The Prince of Persia has taken an interesting journey in the last handful of years. Critics look back fondly on 2003’s The Sands of Time for its combination of heartwarming storytelling, simple yet addictive combat and groundbreaking platforming. The sequel, Warrior Within, sold a lot better but its more mainstream approach of blood, sex and angst was perceived as an artistic betrayal of Sands’ elegant beauty, and its aggravating combat didn’t win any awards either. The cap to the trilogy, Two Thrones, made a glorious return to form by mixing Warrior Within’s combo fighting with a satisfying speed kill system, putting an emphasis back on platforming and wrapping up the story with one of the most satisfying conclusions in modern gaming.
Two Thrones pretty much shut the door on the Prince from Sands of Time, tying his serpentine story arc together beautifully. The 2008 Prince of Persia reboot met with a lukewarm reception, however, and with a Sands of Time movie hitting theatres this year, Ubisoft couldn’t resist revisiting the Sands trilogy. The result is Forgotten Sands, an interquel that takes place in the seven year gap between the first game and Warrior Within.
An undisclosed amount of time after the incident in Azad, the Prince is sent to his brother Malik’s kingdom to get some pointers on leadership. Upon arriving the Prince finds his brother’s paradisical city besieged by a neighboring army, and Malik hell-bent on unleashing an ancient horde of sand demons to turn the battle in his favor. After a combat and movement tutorial through the city the Prince catches up with Malik, but despite the Prince’s warnings (he’s obviously seen this kind of thing before), Malik unlocks the demon-filled vault. In short order the sand army rampages through the city, turning all humans into stone statues. Led by their satanic commander Ratash, the sand army quickly becomes the main enemy of the game.
This really isn’t a big departure for the series—sand demons were the main bad guys in all the previous games, but here the combat makes several changes. Instead of fighting a handful of enemies or just one in a focused duel, Forgotten Sands throws dozens of skeletal soldiers at you at once, sometimes upwards of fifty at a time. Being surrounded by slavering ghouls is rather thrilling at first, adding a touch-and-go element to the combat, but unfortunately the fighting quickly grows bland.
The single criticism that popped up in most Sands of Time reviews was aimed at its supposedly repetitive combat. True—there weren’t a lot of moves or sword techniques, and that’s why the cumbersome combos were the main emphasis in Warrior Within. Still, Sands at least added some nuance to the fighting with flashy aerial moves that combined the Prince’s free running with cold-steel death, or devilishly satisfying finishers that, when timed right, would suck impaled sand monsters straight into the Prince’s dagger.

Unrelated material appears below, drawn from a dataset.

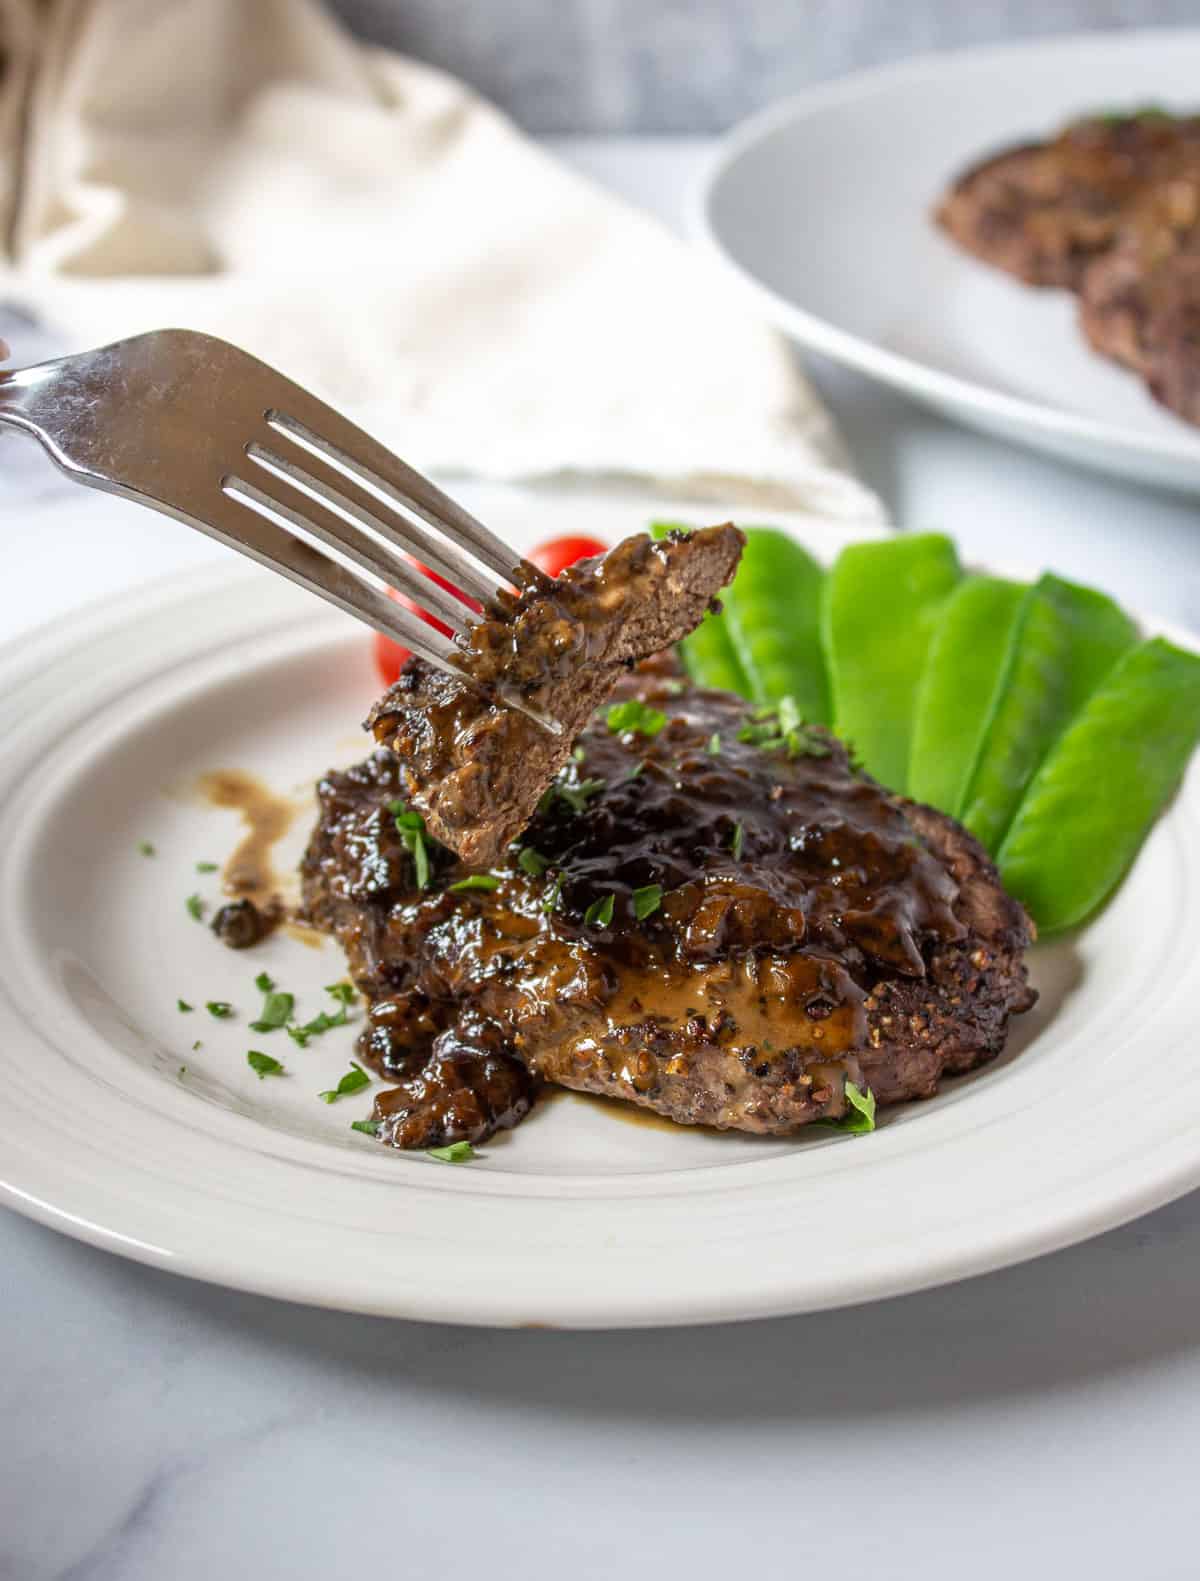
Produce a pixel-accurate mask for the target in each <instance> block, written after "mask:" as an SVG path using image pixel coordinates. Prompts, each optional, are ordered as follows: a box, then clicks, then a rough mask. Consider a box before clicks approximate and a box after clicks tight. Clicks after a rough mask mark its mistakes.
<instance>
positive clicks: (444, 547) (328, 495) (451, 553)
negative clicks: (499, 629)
mask: <svg viewBox="0 0 1200 1581" xmlns="http://www.w3.org/2000/svg"><path fill="white" fill-rule="evenodd" d="M272 432H274V435H275V436H280V438H283V440H286V441H289V443H286V444H283V446H280V449H278V451H267V449H266V446H256V444H251V446H248V447H247V454H248V455H251V457H253V458H255V460H264V457H267V455H269V457H275V465H277V466H278V470H283V471H288V473H289V476H291V477H294V479H296V477H297V474H299V473H304V476H305V479H307V481H308V484H310V485H311V487H313V489H315V490H316V492H318V493H319V495H321V496H323V498H324V500H326V501H329V503H334V501H335V500H337V504H338V508H340V509H349V514H351V515H353V517H354V520H356V522H359V523H360V525H362V526H368V528H370V530H372V531H375V533H379V534H381V536H383V538H386V539H387V541H389V542H391V544H398V545H400V549H406V550H408V552H409V553H411V555H416V557H417V560H421V561H422V564H425V566H428V569H430V571H436V572H438V574H440V575H443V577H446V580H447V582H451V583H454V587H457V588H462V591H463V593H470V594H471V598H476V599H479V602H481V604H484V606H490V604H495V599H496V593H498V591H500V583H498V580H496V577H495V575H493V574H492V572H490V571H484V569H482V568H481V566H479V564H477V561H474V560H471V558H470V555H468V553H465V552H463V550H462V549H458V547H457V545H455V544H452V542H451V541H449V539H444V538H440V536H438V534H435V533H430V531H428V530H427V528H425V526H424V525H421V522H413V520H409V519H408V517H406V515H403V514H402V512H400V511H398V509H397V506H395V504H394V503H392V501H391V500H381V498H379V496H378V495H375V493H370V492H368V490H367V489H364V487H362V485H360V484H359V482H357V481H356V479H354V477H351V476H348V474H346V473H343V471H340V470H338V468H337V466H334V465H332V463H330V462H329V460H327V458H326V455H324V454H323V452H319V451H313V449H310V447H308V446H305V444H300V443H299V441H296V443H294V444H292V443H291V441H294V440H296V436H294V435H292V433H291V432H289V430H285V428H278V427H277V425H274V424H272ZM292 457H296V460H292ZM297 463H299V465H297ZM460 618H462V615H460Z"/></svg>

In comparison, Forgotten Sands’ combat is banal. You’ll be mowing down crowds of enemies with straight button-mashing most of the time. There are a few acrobatic moves, notably the iconic attack where the prince vaults up and over an enemy and stabs him on the way down. You can also leap from enemy to enemy to cross a crowd, which is pretty cool, and kick into a large group to topple a dozen skeletons at once. That said, you can’t launch yourself off walls or do a spinning attack out of a vertical leap. You can unlock a few magical powers, based on the game’s “four elements” theme, like a crowd-scrambling whirlwind or waves of ice that fly off your sword. It’s just not as lively or frenetic as it should be, though, and I’d like to see the developers expand the idea in the future. Crowd combat could be really cool, especially if they put a few of the flashier aerial moves in or implemented a persistent version of Two Thrones’ speed kill system.